Ma didn’t cuss much around me unless she was mad or driving, so I knew she was angry, but at what I wasn’t certain. Was it at the killer, or at the circumstances that forced her to ask her child to grow up sooner than later? I figured it was some of both.

 

*

 

We had just finished the five-hour drive from Atlanta to Hilton Head
,
South Carolina. The island was where well-off people from Atlanta and beyond escaped the city for long weekends of golf and tennis, or shopping at boutiques where you had to ask the price of things because they weren’t always labeled, and dined in restaurants that took reservations. We didn’t go into those boutiques more than once because they’d follow us around, and Ma said there was nothing we needed that got its allure just from being overpriced, anyway.

It was a trip we would make for the next three summers, renting a condo at the Hilton Head Beach and Tennis Resort. I think it made Ma feel richer to say we vacationed in Hilton Head, the way her fox coat and new car made her feel, despite the fact that we were just two or three paychecks from poor. As my mother’s daughter, I looked forward to conversations about summer vacations when I went back to school. I’d leave out the part about standing over hot grease and bagging fries and burgers for most of the summer. I’d make it sound like we owned the condo in Hilton Head instead of renting it by the night.

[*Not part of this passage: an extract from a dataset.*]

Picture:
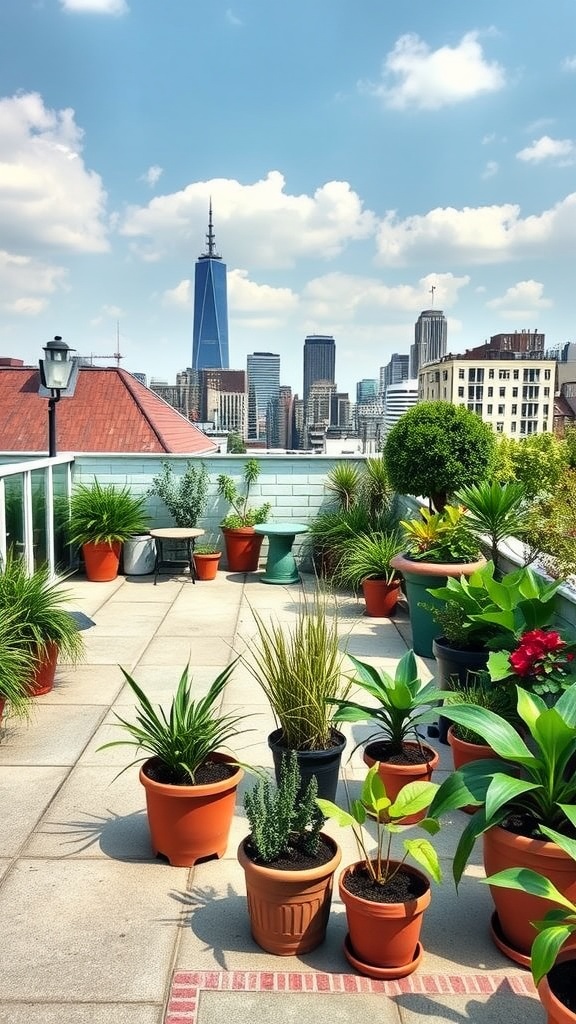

Bridgette and I left Ma making some lunch from the groceries we bought on the mainland where the prices were cheaper—enough food for the whole weekend—while we checked out the beach. We’d spent vacations on the Georgia and South Carolina coasts near Savannah before, so we were no longer surprised that the water wasn’t blue like it was on travel brochures. But the first time we found out, it was a disappointment. Now I was only willing to let the murky brown water touch my feet and no more, but Bridgette was still young enough not to suspect anything, and she went in boldly, letting the waves knock her down onto the beach while I watched from the shore. I envied her fearlessness, the way she’d try anything once without considering the drawbacks or weighing the danger.

“I wish we remembered to bring a towel,” she said when she walked to where I was sitting and dropped to the sand.

“We weren’t expecting to get wet. Ma’ll have a fit you going into the water wearing your new shorts and T-shirt.”

“We’ll stay out here until the wind dries me.”

Some birds were flying low over the water, dipping in occasionally searching for dinner. I thought it was a pretty scene, but I couldn’t help thinking about acid rain and whether the fish swimming in the dirty water were at all connected to the fish in the grocery store. I hoped not.

“I bet soon as Ma starts on the Task Force, she’ll find the killer in a couple of days,” Bridgette said.

“She doesn’t think so. She’ll be busy working on the case and won’t have much time for us. That’s why she brought us out here, sort of like an ‘I’m sorry’ present to make up for something she hasn’t done yet.”

“That’s not why.”

“I’m just saying you shouldn’t expect her to find the killer right away.” I didn’t admit that I also thought Ma would make all the difference on the case, but my rational self tried to believe otherwise. Low expectations meant less disappointment.

A warm breeze kicked up the odor of rotting fish. If Bridgette noticed it, she didn’t say anything, just kept shoveling sand into a pile as if she’d lost something and was trying to find it. Not building a sand castle or searching for shells, just absent-minded digging. She stopped when she reached packed wet sand.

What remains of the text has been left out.